Маленький отрывочек какой-то лабуды, из которой моя амбициозная задница хочет вылепить книгу...
***
-А, Берти, заходи! — воскликнул Джордан, не вставая с кресла. Он поспешно засунул картонку из-под шляпы за подушки на софе. — Как дела, дружище?
— Выглядишь кошмарно, — с порога заявил Бертран Пэклби, ближайший друг Александра. Это был долговязый худощавый молодой человек с хитрым, несколько вытянутым лицом и несоразмерно большими руками. — Что стряслось? Выкладывай. Такое чувство, что ты полпинты уксуса выпил.
— Садись, Берти, выпьем. Сигару? Никогда не поверишь, но… Ааа, на вот, читай.
Берти Пэклби поймал на лету конверт и прочел следующее:
«Милый Александр!
Благодарю вас за все, что вы привнесли в мою жизнь»
— Не слишком обнадеживающее начало, верно? — хмыкнул Александр, нервно закуривая очередную сигару. — Читай дальше, Берти.
«За то мимолетное счастье, что осветило мою жизнь с вашим появлением в ней. Вы стали очень дороги мне, и поэтому я больше не могу здесь оставаться. Не пытайтесь понять, просто примите это и забудьте меня. Я уезжаю.
Ваша Беллатриса»
— Погляди только, что она приложила к записке! Душистый горошек!
Пэклби недоуменно взглянул на метавшегося по комнате лохматого и давно небритого друга в смятой рубашке и с синими кругами под красными глазами.
— И… что это значит?
— Она уезжает! Она говорит: «Спасибо за прекрасно проведенное время»! Оо, как она жестока!
— Беллатриса?
— Беллатриса… Любовь… Обе женщины. Жестокие, бессердечные. Сказать «люблю» — и тут же «забудь». Не объясняя ничего, уехать, оставив меня тут терзаться одного...
Он умолк. Сел в кресло и уставился на красный ковер на полу.
— Фи, Алекс! Прекрати ныть как капризный ребенок! Мне неинтересно, почему уехала твоя цветочница, но меня очень волнует твое состояние.

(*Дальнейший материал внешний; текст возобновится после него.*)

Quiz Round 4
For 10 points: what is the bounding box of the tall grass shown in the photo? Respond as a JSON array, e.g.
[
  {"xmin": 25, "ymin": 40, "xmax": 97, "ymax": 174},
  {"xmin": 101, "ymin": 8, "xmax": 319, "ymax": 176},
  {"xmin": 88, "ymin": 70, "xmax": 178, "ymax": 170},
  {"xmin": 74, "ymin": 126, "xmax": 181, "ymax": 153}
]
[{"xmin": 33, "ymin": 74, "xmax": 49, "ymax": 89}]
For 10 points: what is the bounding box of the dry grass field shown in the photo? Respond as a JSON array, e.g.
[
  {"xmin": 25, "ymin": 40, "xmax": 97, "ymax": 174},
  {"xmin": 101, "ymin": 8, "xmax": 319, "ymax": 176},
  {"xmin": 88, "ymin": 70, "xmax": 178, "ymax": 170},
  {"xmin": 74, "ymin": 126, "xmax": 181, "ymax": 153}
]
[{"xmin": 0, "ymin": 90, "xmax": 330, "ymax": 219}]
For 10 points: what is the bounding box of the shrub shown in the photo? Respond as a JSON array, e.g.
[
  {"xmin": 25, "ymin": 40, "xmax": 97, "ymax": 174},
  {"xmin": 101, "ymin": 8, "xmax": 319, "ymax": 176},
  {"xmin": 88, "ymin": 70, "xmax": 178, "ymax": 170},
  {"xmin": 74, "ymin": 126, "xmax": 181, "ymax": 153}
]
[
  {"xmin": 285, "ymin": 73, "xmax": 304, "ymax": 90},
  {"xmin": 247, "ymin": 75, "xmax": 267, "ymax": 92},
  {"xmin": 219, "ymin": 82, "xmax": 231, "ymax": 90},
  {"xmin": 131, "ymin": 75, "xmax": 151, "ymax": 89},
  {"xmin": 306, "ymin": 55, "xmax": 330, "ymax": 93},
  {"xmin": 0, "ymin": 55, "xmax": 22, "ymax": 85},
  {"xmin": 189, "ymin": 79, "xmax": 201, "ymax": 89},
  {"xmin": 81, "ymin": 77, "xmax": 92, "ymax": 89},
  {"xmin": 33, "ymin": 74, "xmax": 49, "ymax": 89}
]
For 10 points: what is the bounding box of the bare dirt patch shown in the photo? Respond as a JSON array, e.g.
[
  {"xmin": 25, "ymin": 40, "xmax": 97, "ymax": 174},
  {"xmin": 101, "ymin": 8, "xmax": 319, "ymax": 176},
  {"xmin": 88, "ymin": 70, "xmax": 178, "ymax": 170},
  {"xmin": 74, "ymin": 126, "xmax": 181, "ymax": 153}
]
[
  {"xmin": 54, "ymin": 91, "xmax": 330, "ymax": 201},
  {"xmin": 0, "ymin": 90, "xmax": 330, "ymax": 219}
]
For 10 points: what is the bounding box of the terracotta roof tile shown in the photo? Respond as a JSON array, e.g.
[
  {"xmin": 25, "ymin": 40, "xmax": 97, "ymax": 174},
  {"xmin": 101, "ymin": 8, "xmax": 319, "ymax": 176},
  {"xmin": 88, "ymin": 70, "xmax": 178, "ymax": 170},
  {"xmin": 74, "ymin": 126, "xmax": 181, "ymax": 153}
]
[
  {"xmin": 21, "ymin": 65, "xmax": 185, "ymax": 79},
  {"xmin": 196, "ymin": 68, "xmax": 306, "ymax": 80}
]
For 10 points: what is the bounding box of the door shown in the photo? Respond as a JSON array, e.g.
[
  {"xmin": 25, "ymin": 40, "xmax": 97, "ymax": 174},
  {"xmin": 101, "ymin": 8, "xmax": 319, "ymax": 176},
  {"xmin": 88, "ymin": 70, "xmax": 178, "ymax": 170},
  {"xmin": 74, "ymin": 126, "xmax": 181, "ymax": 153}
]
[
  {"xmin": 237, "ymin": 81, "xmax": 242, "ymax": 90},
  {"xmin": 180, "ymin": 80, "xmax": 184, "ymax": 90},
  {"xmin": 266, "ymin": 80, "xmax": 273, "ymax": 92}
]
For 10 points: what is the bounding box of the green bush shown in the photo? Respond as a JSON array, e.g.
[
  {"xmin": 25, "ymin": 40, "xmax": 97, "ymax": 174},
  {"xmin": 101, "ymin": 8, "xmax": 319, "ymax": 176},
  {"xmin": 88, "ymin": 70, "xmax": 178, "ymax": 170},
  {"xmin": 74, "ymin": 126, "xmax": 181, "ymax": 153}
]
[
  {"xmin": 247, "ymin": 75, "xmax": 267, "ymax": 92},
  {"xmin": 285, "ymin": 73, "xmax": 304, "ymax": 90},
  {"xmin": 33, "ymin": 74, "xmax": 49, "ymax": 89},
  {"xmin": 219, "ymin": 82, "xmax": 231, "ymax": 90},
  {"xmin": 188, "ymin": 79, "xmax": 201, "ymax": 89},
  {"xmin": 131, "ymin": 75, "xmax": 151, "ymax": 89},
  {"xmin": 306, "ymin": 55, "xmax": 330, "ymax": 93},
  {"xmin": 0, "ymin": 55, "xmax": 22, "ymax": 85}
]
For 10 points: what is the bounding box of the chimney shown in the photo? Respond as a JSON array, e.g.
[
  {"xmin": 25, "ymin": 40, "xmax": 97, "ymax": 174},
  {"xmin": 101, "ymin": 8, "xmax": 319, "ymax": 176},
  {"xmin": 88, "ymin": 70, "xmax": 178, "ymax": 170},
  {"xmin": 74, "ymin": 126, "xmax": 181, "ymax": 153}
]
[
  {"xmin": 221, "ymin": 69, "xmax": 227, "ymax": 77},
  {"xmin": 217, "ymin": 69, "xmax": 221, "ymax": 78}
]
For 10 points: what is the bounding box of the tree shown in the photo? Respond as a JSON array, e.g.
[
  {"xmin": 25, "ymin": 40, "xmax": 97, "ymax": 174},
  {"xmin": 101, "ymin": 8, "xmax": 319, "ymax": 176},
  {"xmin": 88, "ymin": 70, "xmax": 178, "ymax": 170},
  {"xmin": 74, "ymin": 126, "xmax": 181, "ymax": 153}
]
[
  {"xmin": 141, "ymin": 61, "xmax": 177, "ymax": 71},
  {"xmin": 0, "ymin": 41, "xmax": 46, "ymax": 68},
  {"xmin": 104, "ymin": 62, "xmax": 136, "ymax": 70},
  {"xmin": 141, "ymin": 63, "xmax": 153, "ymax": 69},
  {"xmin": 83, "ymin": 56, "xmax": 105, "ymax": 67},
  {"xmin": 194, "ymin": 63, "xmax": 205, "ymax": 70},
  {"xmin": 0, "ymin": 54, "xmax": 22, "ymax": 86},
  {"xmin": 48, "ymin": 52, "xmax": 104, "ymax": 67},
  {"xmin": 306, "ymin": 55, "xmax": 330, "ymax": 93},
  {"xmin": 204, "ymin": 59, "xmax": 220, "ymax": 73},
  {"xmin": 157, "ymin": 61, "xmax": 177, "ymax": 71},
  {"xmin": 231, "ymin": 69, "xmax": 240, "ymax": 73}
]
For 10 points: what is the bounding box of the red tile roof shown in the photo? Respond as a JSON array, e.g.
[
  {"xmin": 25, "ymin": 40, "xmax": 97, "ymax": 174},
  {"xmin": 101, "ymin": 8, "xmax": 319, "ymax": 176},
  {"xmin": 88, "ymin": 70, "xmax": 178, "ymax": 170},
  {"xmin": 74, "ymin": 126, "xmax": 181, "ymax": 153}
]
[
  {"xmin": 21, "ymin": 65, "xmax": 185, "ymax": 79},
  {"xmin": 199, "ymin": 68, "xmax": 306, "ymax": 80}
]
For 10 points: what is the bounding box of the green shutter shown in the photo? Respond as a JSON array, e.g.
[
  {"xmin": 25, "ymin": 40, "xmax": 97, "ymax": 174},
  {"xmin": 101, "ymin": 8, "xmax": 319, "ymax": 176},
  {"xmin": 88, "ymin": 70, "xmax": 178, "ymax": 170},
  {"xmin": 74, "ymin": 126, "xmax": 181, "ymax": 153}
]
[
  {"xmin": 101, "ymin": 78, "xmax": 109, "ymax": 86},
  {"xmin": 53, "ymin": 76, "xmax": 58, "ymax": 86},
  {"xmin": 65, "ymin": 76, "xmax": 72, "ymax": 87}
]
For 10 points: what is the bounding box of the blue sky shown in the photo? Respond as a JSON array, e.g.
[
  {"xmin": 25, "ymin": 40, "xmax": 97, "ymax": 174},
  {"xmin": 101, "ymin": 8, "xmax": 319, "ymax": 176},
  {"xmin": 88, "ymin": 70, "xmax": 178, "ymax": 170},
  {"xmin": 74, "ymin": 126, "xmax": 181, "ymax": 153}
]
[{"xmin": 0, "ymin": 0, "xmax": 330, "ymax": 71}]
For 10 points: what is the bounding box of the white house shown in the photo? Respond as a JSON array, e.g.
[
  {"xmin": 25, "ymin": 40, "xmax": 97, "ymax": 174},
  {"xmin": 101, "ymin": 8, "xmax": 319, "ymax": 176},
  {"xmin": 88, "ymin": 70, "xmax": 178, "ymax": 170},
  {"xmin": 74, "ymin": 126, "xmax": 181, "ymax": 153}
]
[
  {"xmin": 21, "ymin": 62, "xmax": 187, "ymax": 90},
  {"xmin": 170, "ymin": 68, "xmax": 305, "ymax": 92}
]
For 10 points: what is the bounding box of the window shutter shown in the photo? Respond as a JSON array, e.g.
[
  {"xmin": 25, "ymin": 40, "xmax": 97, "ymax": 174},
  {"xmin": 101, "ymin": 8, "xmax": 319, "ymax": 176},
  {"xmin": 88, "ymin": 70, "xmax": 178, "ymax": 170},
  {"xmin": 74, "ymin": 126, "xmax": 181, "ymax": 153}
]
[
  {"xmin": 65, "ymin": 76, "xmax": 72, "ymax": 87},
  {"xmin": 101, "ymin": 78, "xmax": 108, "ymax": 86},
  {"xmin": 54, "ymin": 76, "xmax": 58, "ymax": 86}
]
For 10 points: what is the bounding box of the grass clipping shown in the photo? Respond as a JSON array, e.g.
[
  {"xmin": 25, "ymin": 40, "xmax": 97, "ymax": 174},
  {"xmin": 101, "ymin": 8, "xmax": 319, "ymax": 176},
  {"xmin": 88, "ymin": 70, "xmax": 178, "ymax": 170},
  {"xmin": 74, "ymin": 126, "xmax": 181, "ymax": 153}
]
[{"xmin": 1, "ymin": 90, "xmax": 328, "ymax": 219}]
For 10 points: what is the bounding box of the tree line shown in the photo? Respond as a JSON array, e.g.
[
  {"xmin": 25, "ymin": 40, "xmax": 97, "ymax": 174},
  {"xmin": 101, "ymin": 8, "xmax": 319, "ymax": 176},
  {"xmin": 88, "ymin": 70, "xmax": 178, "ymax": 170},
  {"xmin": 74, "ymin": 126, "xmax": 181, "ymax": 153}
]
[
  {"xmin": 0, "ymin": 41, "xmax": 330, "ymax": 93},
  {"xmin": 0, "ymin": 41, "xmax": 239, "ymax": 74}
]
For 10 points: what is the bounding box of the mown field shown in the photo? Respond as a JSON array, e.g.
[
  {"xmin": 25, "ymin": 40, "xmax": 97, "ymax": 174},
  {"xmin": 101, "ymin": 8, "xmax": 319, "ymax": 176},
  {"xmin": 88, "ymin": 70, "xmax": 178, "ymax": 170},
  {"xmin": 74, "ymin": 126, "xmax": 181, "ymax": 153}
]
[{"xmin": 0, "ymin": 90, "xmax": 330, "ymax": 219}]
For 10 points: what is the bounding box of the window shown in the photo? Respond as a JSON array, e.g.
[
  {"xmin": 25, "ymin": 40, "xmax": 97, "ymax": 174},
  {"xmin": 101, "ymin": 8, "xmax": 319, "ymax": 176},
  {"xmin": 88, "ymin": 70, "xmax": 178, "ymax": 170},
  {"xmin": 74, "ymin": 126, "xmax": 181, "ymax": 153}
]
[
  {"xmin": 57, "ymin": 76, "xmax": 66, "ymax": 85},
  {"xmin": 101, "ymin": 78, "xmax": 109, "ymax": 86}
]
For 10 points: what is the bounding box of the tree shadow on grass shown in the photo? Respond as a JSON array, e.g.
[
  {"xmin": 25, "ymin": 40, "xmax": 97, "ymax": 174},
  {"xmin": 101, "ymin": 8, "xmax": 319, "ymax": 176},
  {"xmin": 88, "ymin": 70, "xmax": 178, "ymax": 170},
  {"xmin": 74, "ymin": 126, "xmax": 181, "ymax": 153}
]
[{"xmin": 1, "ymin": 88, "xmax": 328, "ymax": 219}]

С этими словами Пэклби встал с софы, исполненный решимости привести друга в приличный вид и вытащить на свет божий, пока он совсем не загнулся от тоски и одиночества в этом тусклом номере 394 «Атлантиса». Но тут его внимание привлекла коробка, открывшаяся его взору при падении подушки. В коробке, аккуратно перевязанные, лежали засушенные цветы, а сверху — небольшой листок бумаги с выведенной на нем буквой «Б».
— Что это, Алекс?
— Это… — Джордан бросил унылый взгляд на драгоценную коробку и сделал вялое движение в ее сторону. — Цветочные послания. От нее… Скажи, Берти, ведь это смешно — все это. Моя любовь к девчонке, которой едва исполнилось 19, эти цветочки — «язык цветов», подумай только! Я как дурак изучал этот ее язык, все значения, тщательно подбирал букеты, которые оставлял на заднем крыльце ее лавки… Мы почти не разговаривали на людях — только цветы, эти цветы… Господи, я влюбился в цветочницу в древнем платье — язвительную, дерзкую, непокорную внучку моей старой няни!
— И то правда, — согласился Пэклби, наливая очередную порцию коньяка. Цветы он оставил в покое, чтобы не ворошить воспоминания о счастливом времени, когда его друг увивался вокруг мисс Линдсдейл.
— Прошло немногим больше года с тех пор, как мы познакомились. Я не мог даже назвать ее красивой в то время, эту маленькую 17-летнюю фурию с рыже-русыми волосами. Но что-то щелкнуло во мне — понимаешь, Берти? — Берти неуверенно кивнул. — Словно… словно свет внутри меня зажегся...
— Прах побери, Алекс, я тебя не узнаю!
— Боюсь, я тоже тебя не узнаю, когда ты полюбишь так же сильно, как и я. И не сквернословь, пожалуйста, Берти, не то я за компанию тоже разражусь проклятиями.
— Твоя цветочница чертыхается похлеще моего! — обиделся ближайший друг.